As we blast forward, it naturally takes our view from what lies behind us. And right now, some lessons from the past might due us good in our lightning-fast world of social media, online dating, and twenty-four-hour news cycles.
For many, the past is boring and archaic. But great historians have lessons to share for the modern age — many of which may be the parachute our soul needs in this time of rapid change.
Our first lesson begins with the original historian.
Herodotus, Social Media, And Our Current News Cycle
Herodotus is the ultimate wanderer and wonderer according to Edith Hamilton in her book The Greek Way. She explains he set forth to travel as far as humanly possible in his time (the fifth century BC). She calls him “the first sightseer in the world.”
Hamilton says the word “history” means investigation in Greek. And that’s what Herodotus did.
Upon his journey, he took note of everything he saw and the stories of people he encountered, leaving himself out. Inadvertently, he created what we’d later call “history.”
In Herodotus’ age, he had to work to investigate and write his history, seeing things for himself. But we’ve forgotten this. Social media and the various twenty-four-hour news factories crank out “content,” which they often don’t spend enough time researching.
Usually it’s just one news source quoting another news source repeatedly without checking the veracity of the story. Social media does even less. In our time, it’s still up to us to investigate like the first historian so long ago.
And talking about history, a historian from the modern age has a better way to view it.
Walter Benjamin And Dealing With The Past
Walter Benjamin was a famous literary critic and intellectual from Germany whose world was turned upside down during World War II. Not only was he Jewish, but a supporter of Communism. In other words, he was a prime candidate for extermination by the Nazis.
He fled from Germany to France and rebuilt his life, only for Hitler to follow him there. His final escape wasn’t successful. Benjamin struggling with a heart condition, hiked a mountain trail from France to Spain. But the Spanish closed their border. As the certainty of a concentration camp loomed on the horizon, Benjamin took his own life.
One of his last pieces was called On the Concept of History.
In it, he compared history to an angel. It helplessly watches chaos before it, as a series of calamities and bodies pile up. A strong wind silences its voice and presses its wings in the other direction, where it can’t see. This is past, present, and future.
Benjamin might say the past is unchangeable and the future is unknowable, so keep this in mind within the present. We have the gift of foresight when it comes to history, so we know the “calamities” ahead.
But just as the future is unknown to us, it was similarly unknown to previous generations too. So, we should keep this in mind as we analyze them because we’ll be analyzed in a similar fashion by our descendants with their foresight. Especially in an age of nonstop change.
While this is a bit dark, a married duo of historians has a more positive spin.
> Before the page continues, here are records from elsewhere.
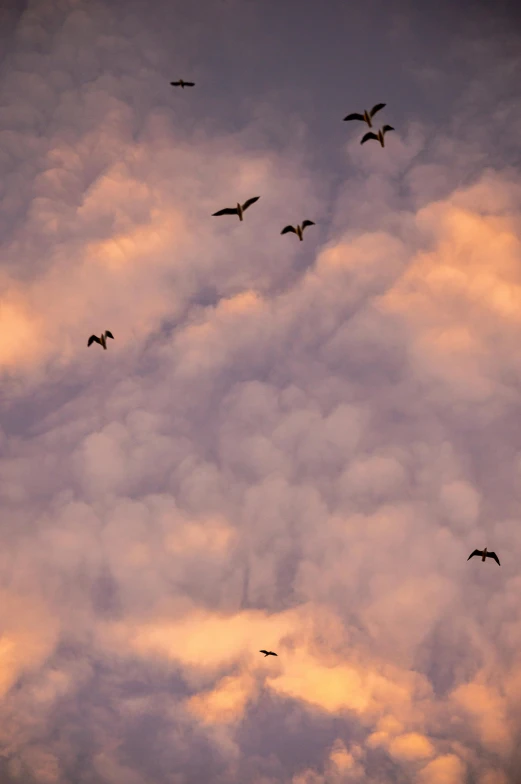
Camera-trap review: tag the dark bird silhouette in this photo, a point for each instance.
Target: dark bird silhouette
(379, 136)
(239, 209)
(102, 340)
(299, 230)
(484, 554)
(366, 116)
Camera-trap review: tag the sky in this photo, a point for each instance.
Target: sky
(288, 445)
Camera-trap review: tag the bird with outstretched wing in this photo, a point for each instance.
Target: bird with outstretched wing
(366, 116)
(239, 209)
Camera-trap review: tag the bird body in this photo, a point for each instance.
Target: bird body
(366, 116)
(379, 136)
(101, 340)
(484, 554)
(239, 209)
(299, 230)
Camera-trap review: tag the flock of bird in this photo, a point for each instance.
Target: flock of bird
(240, 209)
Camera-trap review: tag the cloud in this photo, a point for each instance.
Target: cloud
(288, 445)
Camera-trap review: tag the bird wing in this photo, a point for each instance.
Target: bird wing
(249, 202)
(227, 211)
(376, 108)
(369, 136)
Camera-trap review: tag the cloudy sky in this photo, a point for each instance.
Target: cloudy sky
(292, 446)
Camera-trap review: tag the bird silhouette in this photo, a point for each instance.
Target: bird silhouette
(239, 209)
(379, 136)
(366, 116)
(484, 554)
(299, 230)
(102, 340)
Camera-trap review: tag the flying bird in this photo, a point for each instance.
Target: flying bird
(299, 230)
(378, 136)
(102, 340)
(239, 209)
(484, 554)
(366, 116)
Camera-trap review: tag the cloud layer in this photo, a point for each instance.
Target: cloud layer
(288, 445)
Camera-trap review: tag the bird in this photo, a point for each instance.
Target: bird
(366, 116)
(102, 340)
(239, 209)
(378, 136)
(484, 554)
(299, 230)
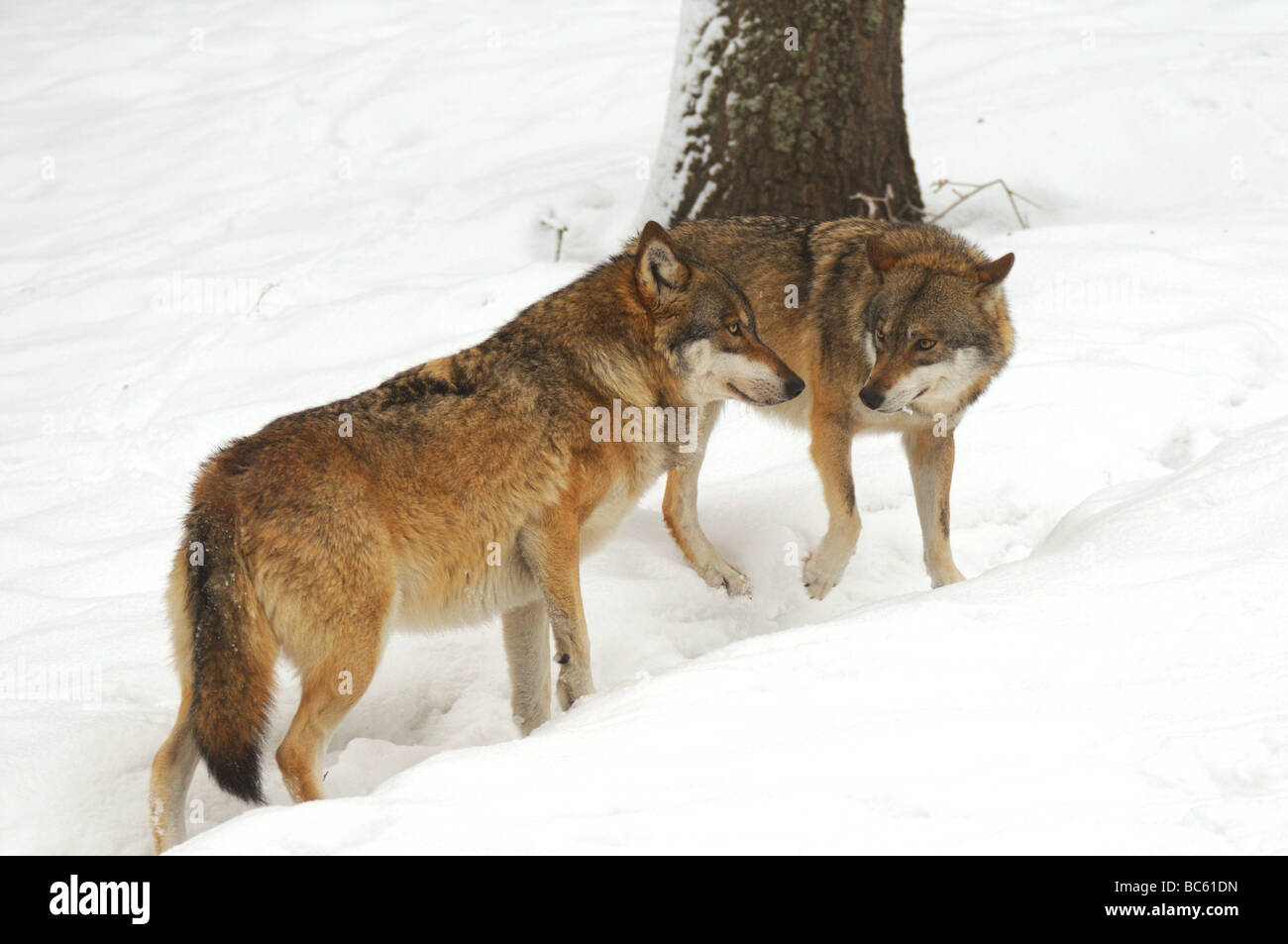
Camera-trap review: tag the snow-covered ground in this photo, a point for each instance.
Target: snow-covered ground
(218, 213)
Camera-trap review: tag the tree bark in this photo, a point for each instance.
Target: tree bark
(786, 107)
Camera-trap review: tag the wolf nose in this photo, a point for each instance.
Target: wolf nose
(871, 397)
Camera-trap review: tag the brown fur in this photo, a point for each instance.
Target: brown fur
(469, 485)
(853, 275)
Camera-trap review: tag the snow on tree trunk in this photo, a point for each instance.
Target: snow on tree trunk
(786, 107)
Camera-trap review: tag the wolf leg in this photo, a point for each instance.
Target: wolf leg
(329, 689)
(930, 460)
(552, 549)
(171, 775)
(527, 647)
(829, 449)
(681, 511)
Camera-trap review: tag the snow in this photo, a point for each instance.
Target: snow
(217, 214)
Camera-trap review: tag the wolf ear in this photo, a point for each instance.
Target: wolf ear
(881, 258)
(991, 273)
(660, 274)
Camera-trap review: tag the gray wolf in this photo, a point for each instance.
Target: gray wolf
(465, 487)
(896, 329)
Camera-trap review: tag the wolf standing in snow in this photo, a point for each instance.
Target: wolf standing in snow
(465, 487)
(894, 327)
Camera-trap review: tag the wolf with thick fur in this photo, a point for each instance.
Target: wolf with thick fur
(894, 329)
(462, 488)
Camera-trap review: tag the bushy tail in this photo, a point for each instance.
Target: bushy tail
(233, 652)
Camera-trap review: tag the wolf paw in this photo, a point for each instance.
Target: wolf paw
(574, 684)
(944, 576)
(822, 574)
(730, 578)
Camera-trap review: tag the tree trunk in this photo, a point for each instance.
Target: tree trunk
(786, 107)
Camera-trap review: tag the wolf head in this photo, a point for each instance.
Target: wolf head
(935, 331)
(704, 329)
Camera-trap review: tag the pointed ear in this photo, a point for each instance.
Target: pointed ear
(660, 274)
(990, 274)
(881, 258)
Humanity And History Aren’t Terrible: Ariel And Will Durant
“Behind the red façade of war and politics, misfortune and poverty, adultery and divorce, murder and suicide, were millions of orderly homes, devoted marriages, men and women kindly affectionate, troubled and happy with children.”
— The Lessons of History, Ariel and Will Durant
If you spend any time studying history, you might be persuaded to think humanity is awful. History is endless wars. If not this, then individuals or entire groups getting screwed over in some horrible way.
But you’d get the same view if you only watched the news and never left your home. In their book above the Durants say, “History as is usually written is quite different from history as usually lived. The historian records the exceptional because it is interesting.”
And they’d know. Will and Ariel spent fifty years writing the Pulitzer prize-winning history collection called The Story of Civilization. In all, Will Durant himself had over thirty books credited to him and traveled around the world — even personally witnessing the Russian Revolution.
And speaking of revolutions, Will says most in their youth excitedly work to stoke them (including himself). But in his final work Fallen Leaves, he says, “Successful revolutionists soon behave like the men they have overthrown…Hence history smiles at revolutions as understandable reactions but unprofitable and transient.”
The Durants in The Lessons of History also echo the needs for both the radicals and conservatives within a community; the gifts of each hold a society together. They go on to say:
“…The conservative who resists change is as valuable as the radical who proposes it…It is good that the old should resist the young and that the young should prod the old. Out of this tension…comes a creative tensile strength…”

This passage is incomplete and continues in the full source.